Political dialogue with Russia to be deepened says Uzbek foreign minister
RIA Novosti
April 17The Moscow meeting between Russian and Uzbek presidents Vladimir Putin and Islam Karimov was deep, productive and concentrated, Uzbek Foreign Minister Sodiq Safoyev said in an interview with RIA-Novosti.
"The recent visit by the Uzbek president had been in preparation for quite a long time - since January of this year. It was agreed at the outset that the leaders of the two states would define the state of bilateral cooperation and, most importantly, guidelines for the future. I can say unequivocally: the meeting was unquestionably profound and productive in content and concentrated in form," Safoyev said.
"Although it is just eight months since the previous meeting of our presidents in Samarkand, which had very important, even watershed significance, issues had accumulated in this period that had to be evaluated and analysed and prospects needed to be discussed," the Uzbek foreign minister noted.
He said the presidents of the two countries had agreed to hold a bilateral meeting in the framework of the Shanghai Cooperation Organization in Tashkent in June this year. "This meeting will continue the political dialogue between the two heads of state. This circumstance shows not only the intensity of the political dialogue, but also its depth," Sodiq Safoyev said.
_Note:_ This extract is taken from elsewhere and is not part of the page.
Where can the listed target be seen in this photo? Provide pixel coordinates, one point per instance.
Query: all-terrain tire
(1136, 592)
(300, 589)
He noted that the main purpose of Islam Karimov's visit to Moscow had been to "clarify points of mutual interest and determine the mechanism for realizing them".
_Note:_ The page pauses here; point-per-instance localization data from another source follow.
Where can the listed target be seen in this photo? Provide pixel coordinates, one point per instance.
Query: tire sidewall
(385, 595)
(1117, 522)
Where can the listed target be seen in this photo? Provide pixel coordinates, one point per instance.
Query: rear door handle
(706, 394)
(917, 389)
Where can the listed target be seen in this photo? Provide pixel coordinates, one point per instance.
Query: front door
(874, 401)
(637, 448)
"I think that it has undoubtedly proved possible to do this. The presidents agreed that the political dialogue will be deepened," Safoyev stressed.
He said the foreign ministries of the two countries had been instructed to "formulate the prospects for deepening the legal-treaty basis of our bilateral cooperation in order to enshrine in legal-treaty form the strategic nature of the partnership relations between our countries".
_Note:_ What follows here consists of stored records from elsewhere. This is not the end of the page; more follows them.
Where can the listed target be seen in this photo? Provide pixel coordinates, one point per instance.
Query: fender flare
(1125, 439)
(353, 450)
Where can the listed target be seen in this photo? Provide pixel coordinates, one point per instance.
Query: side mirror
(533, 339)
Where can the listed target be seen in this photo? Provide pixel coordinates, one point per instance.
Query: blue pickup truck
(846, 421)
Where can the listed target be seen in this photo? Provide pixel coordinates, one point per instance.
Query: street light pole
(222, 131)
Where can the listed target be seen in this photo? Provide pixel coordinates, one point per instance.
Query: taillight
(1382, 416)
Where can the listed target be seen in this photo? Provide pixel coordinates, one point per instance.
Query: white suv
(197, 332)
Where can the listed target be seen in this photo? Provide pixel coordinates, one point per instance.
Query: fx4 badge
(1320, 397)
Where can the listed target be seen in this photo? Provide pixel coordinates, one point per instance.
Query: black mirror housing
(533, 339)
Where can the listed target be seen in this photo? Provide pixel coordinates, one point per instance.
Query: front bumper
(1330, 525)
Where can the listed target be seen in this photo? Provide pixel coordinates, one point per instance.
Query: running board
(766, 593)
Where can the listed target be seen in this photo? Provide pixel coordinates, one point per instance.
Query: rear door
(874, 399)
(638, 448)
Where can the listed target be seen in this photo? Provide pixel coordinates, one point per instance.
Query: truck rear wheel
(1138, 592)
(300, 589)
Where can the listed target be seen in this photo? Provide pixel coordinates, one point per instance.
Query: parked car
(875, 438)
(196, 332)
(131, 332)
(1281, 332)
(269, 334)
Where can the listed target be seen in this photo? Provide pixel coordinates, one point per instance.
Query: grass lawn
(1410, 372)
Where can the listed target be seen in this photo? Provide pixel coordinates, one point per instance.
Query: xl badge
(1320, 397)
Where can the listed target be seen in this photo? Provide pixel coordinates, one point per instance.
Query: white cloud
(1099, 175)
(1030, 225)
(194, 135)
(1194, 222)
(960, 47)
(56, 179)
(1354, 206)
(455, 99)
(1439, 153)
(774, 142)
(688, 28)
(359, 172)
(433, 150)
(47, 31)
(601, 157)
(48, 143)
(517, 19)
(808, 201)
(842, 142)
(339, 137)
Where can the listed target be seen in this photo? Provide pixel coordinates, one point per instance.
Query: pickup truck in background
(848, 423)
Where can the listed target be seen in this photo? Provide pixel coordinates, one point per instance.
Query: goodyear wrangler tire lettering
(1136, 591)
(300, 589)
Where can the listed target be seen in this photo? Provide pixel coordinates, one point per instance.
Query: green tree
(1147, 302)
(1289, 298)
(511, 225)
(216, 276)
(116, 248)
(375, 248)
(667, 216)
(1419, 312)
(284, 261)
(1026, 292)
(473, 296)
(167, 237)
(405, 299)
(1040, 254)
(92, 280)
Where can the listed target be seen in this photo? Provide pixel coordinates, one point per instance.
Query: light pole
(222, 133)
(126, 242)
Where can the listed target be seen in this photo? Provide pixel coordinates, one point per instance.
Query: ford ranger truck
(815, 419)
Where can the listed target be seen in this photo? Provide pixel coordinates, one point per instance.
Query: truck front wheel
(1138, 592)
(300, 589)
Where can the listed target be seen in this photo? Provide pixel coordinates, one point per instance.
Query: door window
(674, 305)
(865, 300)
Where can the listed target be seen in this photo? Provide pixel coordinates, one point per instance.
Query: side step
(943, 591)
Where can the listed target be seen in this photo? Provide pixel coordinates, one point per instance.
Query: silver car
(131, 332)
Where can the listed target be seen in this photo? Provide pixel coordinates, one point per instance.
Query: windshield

According to Sodiq Safoyev, "the forthcoming treaty will embrace all the spheres of multilateral and bilateral political cooperation and our contacts in the most important international organizations. This will involve economic cooperation, contacts in the humanitarian sphere, including the information sphere, and in matters to do with meeting the ethnic cultural needs of the Russophone population resident in Uzbekistan and Uzbeks living in Russia, and also issues connected with security and contacts to maintain peace and stability and cooperation between the relevant bodies."